Durant le week-end, plusieurs membres de l'exécutif ont mis en musique ce changement de ton. En déplacement à Nice samedi, Olivier Véran a martelé le constat que "la tendance sur les trois derniers jours" n'était pas bonne. Le lendemain au Grand jury RTL/Le Figaro/LCI, le porte-parole du gouvernement Gabriel Attal a utilisé quasiment la même formulation. "La tendance n'est malheureusement pas à desserrer la contrainte", a-t-il ajouté.
Lundi, le ministère des Solidarités et de la Santé a adressé une circulaire aux établissements de soins, les appelant à se réorganiser et prévenant que la situation épidémique était "préoccupante".

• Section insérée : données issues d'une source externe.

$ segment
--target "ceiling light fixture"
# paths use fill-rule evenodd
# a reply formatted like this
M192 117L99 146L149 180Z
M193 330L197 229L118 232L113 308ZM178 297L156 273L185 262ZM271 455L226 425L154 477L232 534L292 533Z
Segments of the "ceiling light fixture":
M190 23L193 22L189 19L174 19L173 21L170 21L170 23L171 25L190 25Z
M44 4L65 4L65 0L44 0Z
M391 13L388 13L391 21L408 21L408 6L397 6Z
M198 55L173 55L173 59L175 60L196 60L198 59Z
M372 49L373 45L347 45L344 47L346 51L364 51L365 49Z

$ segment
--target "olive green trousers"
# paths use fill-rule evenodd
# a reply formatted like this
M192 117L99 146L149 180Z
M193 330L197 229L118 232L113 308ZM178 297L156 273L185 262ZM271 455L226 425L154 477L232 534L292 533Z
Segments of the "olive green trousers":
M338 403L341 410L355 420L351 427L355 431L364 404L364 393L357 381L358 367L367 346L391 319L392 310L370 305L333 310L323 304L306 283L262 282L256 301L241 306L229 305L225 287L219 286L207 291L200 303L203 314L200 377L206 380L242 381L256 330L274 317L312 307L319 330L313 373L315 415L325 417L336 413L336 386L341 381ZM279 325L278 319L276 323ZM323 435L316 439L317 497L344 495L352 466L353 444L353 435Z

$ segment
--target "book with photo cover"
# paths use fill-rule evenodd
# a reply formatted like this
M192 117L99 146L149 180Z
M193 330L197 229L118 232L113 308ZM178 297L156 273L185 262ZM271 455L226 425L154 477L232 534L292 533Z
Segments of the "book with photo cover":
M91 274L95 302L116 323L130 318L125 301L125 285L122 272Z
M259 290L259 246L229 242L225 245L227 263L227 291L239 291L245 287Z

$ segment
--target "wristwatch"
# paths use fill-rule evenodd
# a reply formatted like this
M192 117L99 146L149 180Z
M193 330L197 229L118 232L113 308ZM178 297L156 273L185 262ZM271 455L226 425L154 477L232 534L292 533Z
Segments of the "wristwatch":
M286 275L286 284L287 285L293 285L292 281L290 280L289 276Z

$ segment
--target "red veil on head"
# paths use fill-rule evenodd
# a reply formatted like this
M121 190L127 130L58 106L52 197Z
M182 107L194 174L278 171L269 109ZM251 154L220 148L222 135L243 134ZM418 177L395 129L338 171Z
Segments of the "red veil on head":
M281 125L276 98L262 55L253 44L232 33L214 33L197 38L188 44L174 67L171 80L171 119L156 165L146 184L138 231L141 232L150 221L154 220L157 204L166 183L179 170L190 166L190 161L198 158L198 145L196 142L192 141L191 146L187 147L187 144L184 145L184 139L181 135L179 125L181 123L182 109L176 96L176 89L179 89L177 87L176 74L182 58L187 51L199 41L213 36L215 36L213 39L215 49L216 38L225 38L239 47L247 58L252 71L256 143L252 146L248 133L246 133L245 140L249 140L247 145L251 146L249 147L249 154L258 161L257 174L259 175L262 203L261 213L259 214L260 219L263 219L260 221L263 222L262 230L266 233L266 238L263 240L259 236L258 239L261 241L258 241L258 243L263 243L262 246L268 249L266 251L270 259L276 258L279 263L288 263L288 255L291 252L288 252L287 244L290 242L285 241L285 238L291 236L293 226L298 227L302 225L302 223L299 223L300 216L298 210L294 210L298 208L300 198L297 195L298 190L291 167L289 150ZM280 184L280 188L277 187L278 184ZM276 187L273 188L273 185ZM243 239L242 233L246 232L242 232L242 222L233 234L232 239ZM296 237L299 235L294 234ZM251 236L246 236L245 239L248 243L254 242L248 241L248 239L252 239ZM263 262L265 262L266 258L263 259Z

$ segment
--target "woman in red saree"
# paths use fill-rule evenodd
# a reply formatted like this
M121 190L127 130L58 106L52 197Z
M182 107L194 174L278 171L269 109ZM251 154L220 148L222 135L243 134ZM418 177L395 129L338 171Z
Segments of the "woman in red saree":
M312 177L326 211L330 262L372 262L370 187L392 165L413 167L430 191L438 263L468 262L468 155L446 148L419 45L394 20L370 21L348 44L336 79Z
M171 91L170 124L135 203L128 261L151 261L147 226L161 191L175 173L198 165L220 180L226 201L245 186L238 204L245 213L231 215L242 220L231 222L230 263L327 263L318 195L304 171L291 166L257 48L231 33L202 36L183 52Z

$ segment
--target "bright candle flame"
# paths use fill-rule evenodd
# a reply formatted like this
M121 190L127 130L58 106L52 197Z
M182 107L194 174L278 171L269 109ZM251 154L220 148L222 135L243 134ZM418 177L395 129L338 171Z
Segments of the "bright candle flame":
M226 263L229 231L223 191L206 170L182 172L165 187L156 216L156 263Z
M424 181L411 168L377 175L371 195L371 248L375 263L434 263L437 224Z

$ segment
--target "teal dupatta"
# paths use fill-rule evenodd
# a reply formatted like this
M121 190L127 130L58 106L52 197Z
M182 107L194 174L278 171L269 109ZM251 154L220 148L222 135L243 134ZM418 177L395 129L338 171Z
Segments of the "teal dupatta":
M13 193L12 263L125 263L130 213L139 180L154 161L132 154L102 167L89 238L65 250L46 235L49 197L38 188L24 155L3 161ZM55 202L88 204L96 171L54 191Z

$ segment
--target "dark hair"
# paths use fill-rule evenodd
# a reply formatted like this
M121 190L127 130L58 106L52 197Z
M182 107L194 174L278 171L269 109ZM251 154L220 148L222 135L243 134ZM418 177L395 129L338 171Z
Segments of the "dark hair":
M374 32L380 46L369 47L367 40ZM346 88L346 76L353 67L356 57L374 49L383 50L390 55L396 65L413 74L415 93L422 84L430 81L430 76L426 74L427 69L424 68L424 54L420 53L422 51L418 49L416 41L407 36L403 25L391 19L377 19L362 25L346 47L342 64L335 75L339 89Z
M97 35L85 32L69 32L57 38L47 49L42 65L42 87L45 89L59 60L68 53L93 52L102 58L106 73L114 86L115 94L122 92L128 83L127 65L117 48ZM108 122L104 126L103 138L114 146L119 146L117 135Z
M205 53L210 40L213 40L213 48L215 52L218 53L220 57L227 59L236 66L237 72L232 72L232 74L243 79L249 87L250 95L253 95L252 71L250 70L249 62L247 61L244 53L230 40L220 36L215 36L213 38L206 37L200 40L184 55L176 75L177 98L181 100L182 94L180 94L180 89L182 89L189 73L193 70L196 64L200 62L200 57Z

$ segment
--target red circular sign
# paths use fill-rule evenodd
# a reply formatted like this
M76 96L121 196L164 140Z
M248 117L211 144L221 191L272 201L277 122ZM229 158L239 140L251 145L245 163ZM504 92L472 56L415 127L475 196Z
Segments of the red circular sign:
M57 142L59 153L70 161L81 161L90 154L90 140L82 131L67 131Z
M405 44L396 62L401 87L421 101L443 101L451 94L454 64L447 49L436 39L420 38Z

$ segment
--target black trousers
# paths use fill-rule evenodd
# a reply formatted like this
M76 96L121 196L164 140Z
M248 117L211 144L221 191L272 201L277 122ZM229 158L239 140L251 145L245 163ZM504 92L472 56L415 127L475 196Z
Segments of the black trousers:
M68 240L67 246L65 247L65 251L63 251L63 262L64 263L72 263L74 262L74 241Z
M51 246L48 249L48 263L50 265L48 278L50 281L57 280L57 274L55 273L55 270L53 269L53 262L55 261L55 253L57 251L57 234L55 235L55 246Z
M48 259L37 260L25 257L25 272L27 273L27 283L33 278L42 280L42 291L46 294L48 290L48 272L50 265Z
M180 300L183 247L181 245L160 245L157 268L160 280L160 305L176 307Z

La direction générale de la Santé a alors expliqué à BFMTV qu'il s'agissait "d'une démarche d'anticipation, qui tient compte d'une pression sanitaire de l'épidémie toujours forte".
Le même jour, le préfet des Alpes-Maritimes, avec l'accord du gouvernement, a annoncé un confinement partiel de sa zone littorale au moins pour deux semaines. Une première en France métropolitaine, seule la Guyane ayant été concernée par une telle mesure jusqu'à maintenant.
Après Nice, Dunkerque sous cloche
Le surlendemain, mercredi, ce fut au tour de Dunkerque d'être mise sous cloche les prochains week-ends, Olivier Véran accédant en personne à la demande pressante du maire, Patrice Vergriete. Dans sa ville, le taux d'incidence s'établissait lundi à 901 cas pour 100.000 habitants. Face aux médias, le ministre des Solidarités et de la Santé a jugé la situation épidémique "très inquiétante, alarmante même".
Et le locataire de l'avenue de Ségur d'évoquer la répétition d'un phénomène que nous avons connu au printemps dernier. Les hôpitaux locaux étant saturés, ils se voient contraints de "transférer désormais des malades dans d'autres hôpitaux de la région, et demain, c'est probable", ailleurs en France.
Le Grand Est, en particulier la Moselle, où les variants qui ont émergé en Afrique du Sud et au Brésil représentaient un tiers des contaminés la semaine dernière, concentre aujourd'hui tous les regards.
La situation mosellane pose au gouvernement le défi des spécificités territoriales, ce "cas par cas" risquant d'atteindre ses limites à mesure que l'épidémie s'aggravera en Île-de-France. Difficile d'imaginer, en effet, un confinement dans l'un des départements franciliens sans l'imposer dans tous les autres. À charge pour Jean Castex, ce jeudi à 18 heures, d'essayer d'instiller de la clarté dans un contexte qui redevient incertain.